Generally, weaning foods may be prepared from various ingredients that are readily available and affordable within the locality depending on individuals per capital income. In many tropical societies, legumes and cereals are locally used in preparing weaning foods since they are readily available, affordable, acceptable, safe and easy to prepare. In most Nigerian localities, in particular the first weaning food is usually made from fermented maize, millet and guinea corn, especially by the low income earners (Ikujenlola, 2008).
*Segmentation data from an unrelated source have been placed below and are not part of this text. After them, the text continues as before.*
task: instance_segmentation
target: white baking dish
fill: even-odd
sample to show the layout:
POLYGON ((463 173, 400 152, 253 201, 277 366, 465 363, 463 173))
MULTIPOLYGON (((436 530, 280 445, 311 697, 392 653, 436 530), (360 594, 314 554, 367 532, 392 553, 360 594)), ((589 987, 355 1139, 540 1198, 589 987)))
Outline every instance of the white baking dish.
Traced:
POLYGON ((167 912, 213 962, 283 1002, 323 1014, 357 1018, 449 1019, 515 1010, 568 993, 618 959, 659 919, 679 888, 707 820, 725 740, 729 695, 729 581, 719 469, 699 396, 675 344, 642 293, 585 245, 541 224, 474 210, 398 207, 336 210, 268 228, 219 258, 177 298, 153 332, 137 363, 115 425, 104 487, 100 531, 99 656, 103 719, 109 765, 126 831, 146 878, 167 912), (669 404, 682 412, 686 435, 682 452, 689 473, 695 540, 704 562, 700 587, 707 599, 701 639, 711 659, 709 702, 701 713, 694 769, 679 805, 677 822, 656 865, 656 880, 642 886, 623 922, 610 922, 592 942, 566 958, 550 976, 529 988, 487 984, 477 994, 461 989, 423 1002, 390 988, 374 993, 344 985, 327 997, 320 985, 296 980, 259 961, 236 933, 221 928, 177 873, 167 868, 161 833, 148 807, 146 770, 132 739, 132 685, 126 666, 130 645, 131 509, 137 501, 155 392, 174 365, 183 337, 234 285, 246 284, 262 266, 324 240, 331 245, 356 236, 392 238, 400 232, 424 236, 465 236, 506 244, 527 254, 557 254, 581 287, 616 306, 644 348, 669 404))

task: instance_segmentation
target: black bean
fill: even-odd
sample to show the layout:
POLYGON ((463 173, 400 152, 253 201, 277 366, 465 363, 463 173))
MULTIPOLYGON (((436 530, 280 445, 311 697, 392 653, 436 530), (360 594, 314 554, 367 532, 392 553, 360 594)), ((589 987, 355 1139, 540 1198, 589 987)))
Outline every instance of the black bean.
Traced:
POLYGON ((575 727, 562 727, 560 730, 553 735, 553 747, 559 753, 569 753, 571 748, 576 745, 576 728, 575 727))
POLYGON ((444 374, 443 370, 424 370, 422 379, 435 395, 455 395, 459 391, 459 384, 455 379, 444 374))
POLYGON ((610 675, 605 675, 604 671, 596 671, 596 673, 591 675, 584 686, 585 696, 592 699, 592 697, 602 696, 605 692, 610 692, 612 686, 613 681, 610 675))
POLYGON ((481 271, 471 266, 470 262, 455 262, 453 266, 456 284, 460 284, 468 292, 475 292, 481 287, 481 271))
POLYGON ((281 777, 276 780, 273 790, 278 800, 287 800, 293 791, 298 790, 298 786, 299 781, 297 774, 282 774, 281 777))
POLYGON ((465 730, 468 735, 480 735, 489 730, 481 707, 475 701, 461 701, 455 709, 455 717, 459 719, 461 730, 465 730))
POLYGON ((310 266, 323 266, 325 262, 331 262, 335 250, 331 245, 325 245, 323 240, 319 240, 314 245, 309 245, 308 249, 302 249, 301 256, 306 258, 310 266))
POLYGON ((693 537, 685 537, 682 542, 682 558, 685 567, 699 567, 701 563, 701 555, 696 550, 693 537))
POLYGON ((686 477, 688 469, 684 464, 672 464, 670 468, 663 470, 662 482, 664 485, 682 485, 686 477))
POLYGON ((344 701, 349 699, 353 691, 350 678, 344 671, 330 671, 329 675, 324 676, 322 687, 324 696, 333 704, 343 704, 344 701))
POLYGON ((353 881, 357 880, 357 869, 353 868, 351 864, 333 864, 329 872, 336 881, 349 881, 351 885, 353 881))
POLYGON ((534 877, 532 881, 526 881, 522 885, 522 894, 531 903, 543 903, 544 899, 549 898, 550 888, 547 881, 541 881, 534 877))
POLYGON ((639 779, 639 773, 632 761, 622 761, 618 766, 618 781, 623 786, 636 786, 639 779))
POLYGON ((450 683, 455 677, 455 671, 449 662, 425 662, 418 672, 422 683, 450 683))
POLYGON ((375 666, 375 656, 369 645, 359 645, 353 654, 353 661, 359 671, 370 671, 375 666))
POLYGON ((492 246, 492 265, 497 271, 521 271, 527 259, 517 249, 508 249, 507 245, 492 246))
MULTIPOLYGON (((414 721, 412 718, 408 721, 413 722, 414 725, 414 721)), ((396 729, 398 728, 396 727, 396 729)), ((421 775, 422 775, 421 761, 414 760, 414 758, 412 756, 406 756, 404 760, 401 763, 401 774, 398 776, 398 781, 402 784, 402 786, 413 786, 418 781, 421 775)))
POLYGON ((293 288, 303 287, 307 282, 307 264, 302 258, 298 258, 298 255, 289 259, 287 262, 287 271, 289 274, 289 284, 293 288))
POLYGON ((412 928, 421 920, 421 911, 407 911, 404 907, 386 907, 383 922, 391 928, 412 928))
                                                                                    

In most cultures the first line complementary food is cereal gruel made from maize, millet or guinea corn (Ibe, 2008). It is called by different names “pap, akamu, ogi or koko” (King and Ashworth, 1987). These cereals are eaten in large quantities in developing countries and are prepared as gruel and used in feeding infants (Ikujenlola, 2008). Due to their high viscosity on colony, a large amount of water is used during preparation to obtain the right consistency. The high viscosity characteristic of cereal grain is obviously responsible for young children in inability to fulfill their energy and nutrient requirement (Kikafunda et al., 2006). Since young children have small gastric capacities, they are unable to meet their energy requirements. This thus contributes to high rate of malnutrition especially in areas where cereals form the major complementary diets.

1.1       AIM

The aim of this research work is to assess the effect of fermentation on nutritional qualities of formulated cereal/legume fortified weaning foods.

1.2       OBJECTIVES

(i)         To isolate and identify the microorganisms associated with the fermentation of fortified weaning foods.

 (ii)       To evaluate the chemical composition, mineral element level and in in-vitro protein digestibility of the weaning food blends.

            (iii)       To evaluate the sensory qualities of the weaning food samples.